In 1969, in a move that surprised world finance and government­s, France devalued the franc by 11.1 per cent. The move hurt the British pound on currency markets, and the Board of Trade in London announced five days later that Britain's trade deficit had widened. The Bank of England was forced to intervene to support the pound when it came under the pressure of heavy selling.

In 1988, this date was the luckiest day of the 20th century according to the Chinese because the date is a palindrome: 8.8.88.

In 1988, Sarah, wife of Prince Andrew, gave birth to their first child, daughter Beatrice. They divorced in 1996.

In 1989, the lawyer for Chantal Daigle, who went to the Supreme Court of Canada to argue her right to have an abortion against her boyfriend's wishes, told the court his client had had the procedure despite a court injunction against it. Daniel Bedard apologized to the court but warned there could be legal chaos if courts allowed men to stop women from having abortions.

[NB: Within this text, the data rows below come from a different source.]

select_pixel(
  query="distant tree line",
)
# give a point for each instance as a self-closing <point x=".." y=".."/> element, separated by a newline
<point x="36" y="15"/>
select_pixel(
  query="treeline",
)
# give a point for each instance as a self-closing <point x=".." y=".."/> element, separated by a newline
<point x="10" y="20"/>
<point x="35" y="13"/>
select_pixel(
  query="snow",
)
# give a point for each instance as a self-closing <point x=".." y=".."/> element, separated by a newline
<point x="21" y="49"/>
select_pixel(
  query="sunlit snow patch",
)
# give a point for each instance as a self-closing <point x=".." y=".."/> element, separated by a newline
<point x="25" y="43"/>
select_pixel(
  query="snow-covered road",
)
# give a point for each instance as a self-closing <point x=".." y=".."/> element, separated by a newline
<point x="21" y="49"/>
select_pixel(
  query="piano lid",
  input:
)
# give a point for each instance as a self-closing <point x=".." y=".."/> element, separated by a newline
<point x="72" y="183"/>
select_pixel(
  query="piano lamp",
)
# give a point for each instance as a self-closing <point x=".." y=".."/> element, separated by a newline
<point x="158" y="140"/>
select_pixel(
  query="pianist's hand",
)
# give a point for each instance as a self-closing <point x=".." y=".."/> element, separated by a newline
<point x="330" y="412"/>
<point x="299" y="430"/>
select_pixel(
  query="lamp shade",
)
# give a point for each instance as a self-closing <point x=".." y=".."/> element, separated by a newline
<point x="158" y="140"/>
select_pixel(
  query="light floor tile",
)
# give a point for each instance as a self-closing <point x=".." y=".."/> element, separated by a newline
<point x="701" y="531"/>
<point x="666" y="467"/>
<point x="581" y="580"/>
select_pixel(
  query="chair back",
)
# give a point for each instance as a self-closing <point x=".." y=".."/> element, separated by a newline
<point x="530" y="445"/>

In 1990, Iraq officially annexed Kuwait, six days after invading its neighbour and setting off the crisis which led to the Gulf War in January 1991.

In 1994, Jordan and Israel opened their first border crossing after 46 years of hostilitie­s.

In 1996, former Tory prime minister Kim Campbell was appointed Canada's consul-general in Los Angeles.

In 1996, the Canadian government gave approval to Canada's first diamond mine, a billion dollar mega-project by BHP Diamonds Inc. and Dia Met Minerals Ltd., about 300 kilometres north of Yellowknif­e.

In 1997, a new provincial political party, the Saskatchew­an Party, was born in Regina, after four Liberals and another four Conservati­ve legislatur­e members joined forces in an attempt to become a new right-wing force in Saskatchew­an.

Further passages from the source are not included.